Naturalmente, a un servidor le importa francamente poco si su alcalde cree en la reencarnación o en los ovnis o en una síntesis de ambas cosas siempre que tales ideas no le sean restregadas a un servidor, y menos aún impuestas, y siempre que un servidor no se encuentre señalado o represaliado por desconfiar seriamente de su veracidad. Por descontado, servidor exigiría de inmediato la dimisión de su alcalde si este dedicase un sólo céntimo del presupuesto público a la meditación trascendental o al avistamiento de tulipas pop en las claras noches bercianas, por pocas y excéntricas que sean unas y otras.
— Pero que salga en procesión sí se lo toleras, me pincha Pangur.
— Pues mira, la verdad es que tampoco me hace ninguna gracia, pero ninguna gracia. ¿Los gatos tenéis dios?
— A lo mejor sí, pero como tenemos siete vidas, cuidamos unos de los otros y somos brillantemente autosuficientes no pensamos nunca en eso.
— Ya.
Pero no me he internado en tan espesas cuestiones para acabar discutiendo con un felino sobre la cuadratura del círculo, sino para manifestar mi perplejidad al contemplar el crucifijo sobre la mesa presidencial del Parlament en la sesión constitutiva de las Corts valencianas mientras la policía, en la calle, cargaba contra nuestros muchachos (por cierto, ¿por qué nunca sale nadie a hablar con ellos?).
Juan Cotino juró su cargo sobre una Biblia y una Constitución, quedando el crucifijo como testimonio y demostración de que no ha leído ninguno de esos libros o sabría, además de otras cosas, que en España los gobiernos han de ser laicos — art. 16.3– y que hay que darle al César lo que es del César –Mt 22, 15-21.

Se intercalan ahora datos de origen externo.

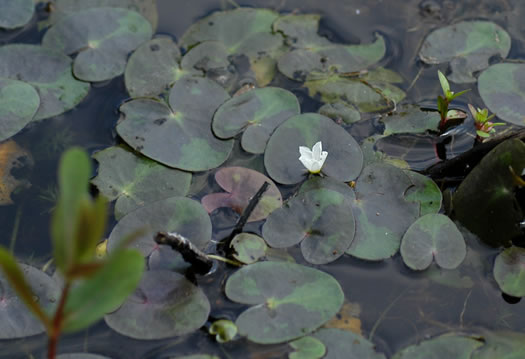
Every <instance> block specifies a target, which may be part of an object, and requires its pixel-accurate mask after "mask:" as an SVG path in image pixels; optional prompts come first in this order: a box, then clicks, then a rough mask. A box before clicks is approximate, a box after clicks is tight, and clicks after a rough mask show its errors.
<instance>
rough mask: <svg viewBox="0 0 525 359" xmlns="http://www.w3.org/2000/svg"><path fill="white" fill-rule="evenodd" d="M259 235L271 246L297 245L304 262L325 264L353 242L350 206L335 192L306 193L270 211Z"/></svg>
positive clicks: (352, 218) (336, 258)
mask: <svg viewBox="0 0 525 359" xmlns="http://www.w3.org/2000/svg"><path fill="white" fill-rule="evenodd" d="M262 233H263V238H264V240H265V241H266V243H268V244H269V245H270V246H271V247H275V248H286V247H290V246H293V245H295V244H298V243H301V252H302V253H303V256H304V258H305V259H306V260H307V261H308V262H310V263H312V264H325V263H329V262H332V261H334V260H336V259H337V258H339V257H340V256H342V255H343V254H344V252H345V251H346V250H347V249H348V247H349V246H350V243H352V240H353V239H354V233H355V222H354V217H353V215H352V205H351V202H350V201H348V200H347V198H346V197H345V196H344V195H342V194H341V193H339V192H336V191H332V190H329V189H315V190H310V191H306V192H304V193H302V194H299V195H298V196H297V197H294V198H292V199H291V200H289V201H288V202H287V203H286V204H285V205H284V206H283V208H280V209H277V210H275V211H274V212H272V214H270V216H269V217H268V219H267V220H266V223H265V224H264V226H263V229H262Z"/></svg>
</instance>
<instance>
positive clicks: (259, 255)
mask: <svg viewBox="0 0 525 359" xmlns="http://www.w3.org/2000/svg"><path fill="white" fill-rule="evenodd" d="M230 248H231V249H233V250H234V251H235V252H234V253H233V257H234V258H235V259H237V260H238V261H239V262H241V263H245V264H251V263H255V262H257V261H258V260H259V259H260V258H262V257H264V256H265V254H266V250H267V249H268V247H267V246H266V242H264V239H262V238H261V237H259V236H257V235H255V234H251V233H239V234H238V235H236V236H235V237H233V239H232V241H231V243H230Z"/></svg>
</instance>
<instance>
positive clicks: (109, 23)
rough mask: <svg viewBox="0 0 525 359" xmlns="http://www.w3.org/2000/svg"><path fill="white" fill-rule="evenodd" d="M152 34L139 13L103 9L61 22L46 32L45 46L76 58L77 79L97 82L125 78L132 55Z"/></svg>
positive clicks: (116, 8) (44, 42) (132, 11)
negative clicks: (73, 54)
mask: <svg viewBox="0 0 525 359" xmlns="http://www.w3.org/2000/svg"><path fill="white" fill-rule="evenodd" d="M79 34H82V36H78V35H79ZM152 34H153V32H152V29H151V24H150V23H149V22H148V21H147V20H146V19H145V18H144V17H142V16H141V15H140V14H138V13H137V12H135V11H130V10H126V9H122V8H109V7H103V8H93V9H87V10H83V11H79V12H75V13H73V14H71V15H70V16H67V17H65V18H63V19H61V20H60V21H58V22H57V23H56V24H55V25H53V26H52V27H51V28H50V29H49V30H48V31H47V32H46V34H45V35H44V38H43V39H42V45H43V46H45V47H48V48H52V49H56V50H58V51H61V52H63V53H65V54H67V55H72V54H76V57H75V60H74V63H73V73H74V74H75V76H76V77H77V78H78V79H80V80H83V81H90V82H96V81H105V80H109V79H112V78H113V77H116V76H118V75H121V74H123V73H124V69H125V68H126V61H127V56H128V54H129V53H130V52H131V51H133V50H135V49H136V48H137V47H138V46H139V45H140V44H142V43H143V42H144V41H147V40H149V38H151V35H152Z"/></svg>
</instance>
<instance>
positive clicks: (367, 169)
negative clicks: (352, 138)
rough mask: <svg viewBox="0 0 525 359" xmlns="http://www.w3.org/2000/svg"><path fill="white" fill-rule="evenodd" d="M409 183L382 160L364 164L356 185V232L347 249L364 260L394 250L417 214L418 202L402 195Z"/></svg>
mask: <svg viewBox="0 0 525 359" xmlns="http://www.w3.org/2000/svg"><path fill="white" fill-rule="evenodd" d="M410 186H412V182H411V181H410V178H409V177H408V176H407V175H406V174H405V173H404V171H403V170H401V169H399V168H397V167H394V166H391V165H387V164H382V163H375V164H371V165H369V166H367V167H365V169H364V170H363V172H362V173H361V175H360V176H359V178H358V179H357V182H356V186H355V194H356V198H357V199H356V201H354V202H353V203H352V209H353V213H354V217H355V221H356V233H355V238H354V241H353V242H352V244H351V246H350V248H349V249H348V250H347V251H346V253H348V254H350V255H352V256H354V257H357V258H361V259H366V260H382V259H386V258H389V257H391V256H393V255H394V254H396V252H397V251H398V249H399V246H400V243H401V237H402V236H403V234H404V233H405V232H406V230H407V229H408V227H409V226H410V225H411V224H412V223H413V222H414V221H415V220H416V219H417V217H418V216H419V203H415V202H410V201H408V200H407V199H406V198H405V193H406V191H407V189H408V188H409V187H410Z"/></svg>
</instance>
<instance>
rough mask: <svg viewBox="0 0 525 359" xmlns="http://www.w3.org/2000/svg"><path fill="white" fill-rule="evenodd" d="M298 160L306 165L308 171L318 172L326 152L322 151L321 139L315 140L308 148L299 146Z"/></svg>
mask: <svg viewBox="0 0 525 359" xmlns="http://www.w3.org/2000/svg"><path fill="white" fill-rule="evenodd" d="M299 153H300V154H301V157H299V161H301V163H302V164H303V165H304V166H305V167H306V169H307V170H308V171H310V173H319V172H321V168H322V167H323V164H324V161H325V160H326V156H328V152H326V151H323V145H322V143H321V141H319V142H317V143H316V144H315V145H314V147H312V149H311V150H310V149H309V148H308V147H305V146H299Z"/></svg>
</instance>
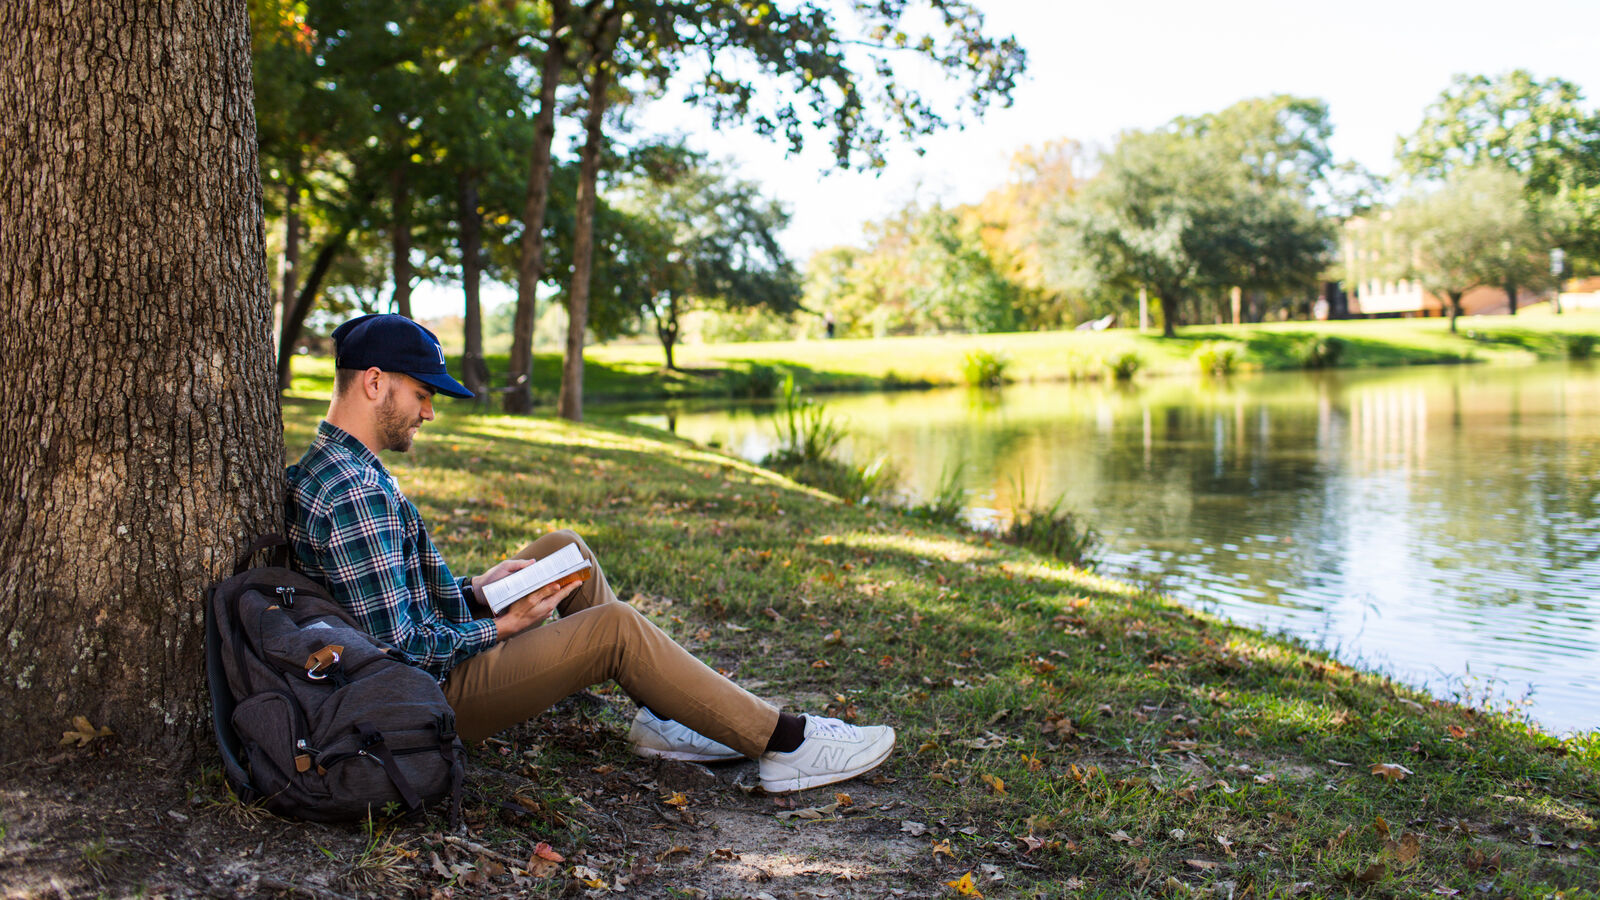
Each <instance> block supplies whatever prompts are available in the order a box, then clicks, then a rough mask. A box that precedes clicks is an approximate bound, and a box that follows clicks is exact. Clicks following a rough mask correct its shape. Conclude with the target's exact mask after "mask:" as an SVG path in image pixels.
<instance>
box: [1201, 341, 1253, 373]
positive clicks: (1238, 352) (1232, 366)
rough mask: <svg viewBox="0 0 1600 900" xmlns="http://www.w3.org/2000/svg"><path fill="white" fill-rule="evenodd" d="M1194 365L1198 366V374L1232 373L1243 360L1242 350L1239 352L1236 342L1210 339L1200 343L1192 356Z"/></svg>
mask: <svg viewBox="0 0 1600 900" xmlns="http://www.w3.org/2000/svg"><path fill="white" fill-rule="evenodd" d="M1194 360H1195V367H1198V368H1200V375H1224V376H1226V375H1232V373H1234V372H1237V370H1238V367H1240V364H1242V362H1243V352H1240V349H1238V344H1234V343H1226V341H1210V343H1205V344H1200V349H1197V351H1195V356H1194Z"/></svg>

Como el espectáculo (convite incluido y tasado en, para decirlo popularmente, tres millones de pesetas) ha sido en su conjunto un ejemplo de arrogancia de clase, podría aprovechar y advertir de lo que se nos está viniendo encima. Imagínense la escena: en el interior los políticos juran su cargo ante un crucifijo y lo celebran con jamón del caro mientras en la calle la policía golpea a la juventud indígena y pancista, digo indignada y pacífica. Pero no lo haré, sino que me limitaré a señalar la necesidad de que los políticos –y más ahora que sabemos por Stephen Hopkins que su poder no proviene de dios alguno y que los extraterrestres pueden ser hostiles– dejen de manifestar nada que tenga que ver con sus creencias religiosas (tan respetables como irrelevantes, tan esotéricas como alegóricas, tan sagradas como infantiles en según qué circunstancias) y limiten sus crucifijos, estrellas, lunas o lo que sea a la burbuja privada para dedicarse, en cuerpo y alma, y entendiendo de una vez que la pluralidad de ideas no exime al estado de su carácter escrupulosamente aconfesional, a dar ejemplo de honestidad, trabajo y eficacia, por lo menos.